Je profite de cette occasion pour poser une question. Pourquoi les journalistes spécialisés perdent toute vigilance critique face aux annonces de ScPo ? Je prends pour exemples la création des pseudo-écoles ou la fermeture du MBA. Cette dernière décision, intervenant dans toute institution d’ambition internationale, aurait du être commentée comme un évènement dans la presse spécialisée. Ni celle-ci, ni l’Observatoire Boivigny, ni personne n’en a parlé. Est-ce le talent médiatique du directeur ? Le fait que beaucoup de journalistes sont passés par ScPo, ou rêvent d’y enseigner ? La sympathie créée par l’opération CPE ? Sincèrement, je m’interroge.


2.Posté par Rédaction le 11/02/2008 21:04

Bonjour,

Actuellement 95% des étudiants font une année de césure à HEC (source : site HEC) et HEC affiche que son cursus dure trois ans, et non quatre. Nous avons repris cette logique qui consiste à ne pas compter l'année de césure comme une année d'étude, ce qui est certes discutable. Pour ce qui est de la création d'une école de management au sein de Sciences Po, c'est une hypothèse, mais même en l'absence d'une recherche conséquente en management (ce qui ne leur a d'ailleurs pas permis de décrocher Equis), cela représentera une option pour l'IEP à moyen ou long terme.

Concernant vos remarques sur les effets « communication » liés à la transformation d'anciens masters en école, elle est évidente.
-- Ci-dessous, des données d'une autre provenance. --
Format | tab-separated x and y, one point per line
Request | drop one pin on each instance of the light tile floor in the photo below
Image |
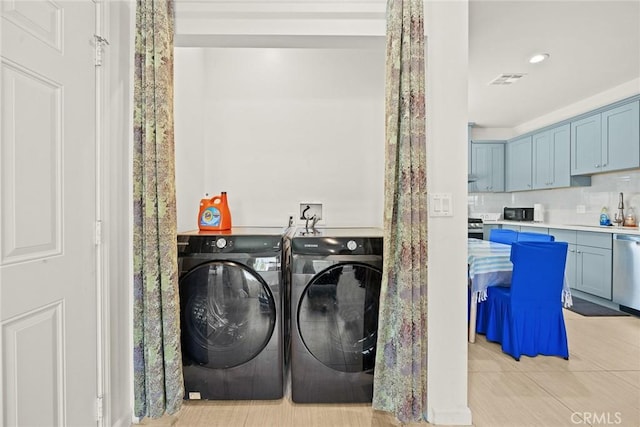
598	386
Il s'agit pour l'IEP de donner plus de visibilité à certains de ses masters en les renommant écoles. Il n'y a que peu de nouveauté. Comme vous l'avez remarqué, beaucoup de journalistes ont été formés à Sciences Po, à Paris ou dans les autres IEP. Et un journaliste préfère souvent parler de ce qu'il connaît. Ce qui explique que le nombre d'articles consacrés à Sciences Po dans les magazines soit disproportionné par rapport au nombre de lecteurs qui sont susceptibles d'être intéressés. A l'inverse, le nombre d'articles consacrés aux écoles d'ingénieurs est ridicule par rapport à leur place dans le système éducatif français (sauf à l'Usine nouvelle, et pour cause). Les écoles de commerce s'en sortent un peu mieux, mais doivent toujours lutter contre une image négative associée au terme même de « commerce » (management n'arrange rien non plus). Quant aux universités, elles sont citées par accident généralement en tant que Fac sans que l'on précise toujours leurs noms.

3.Posté par Gauthier le 25/06/2010 09:51
Bonjour,

Pardon de réutiliser ce topic vieux de plus de 2 ans, mais j'ai deux questions.
Les élèves qui souhaitent intégrer ce projet de double diplôme doivent-ils choisir des options particulières à Sciences Po?
Sur quels critères sont-ils sélectionnés?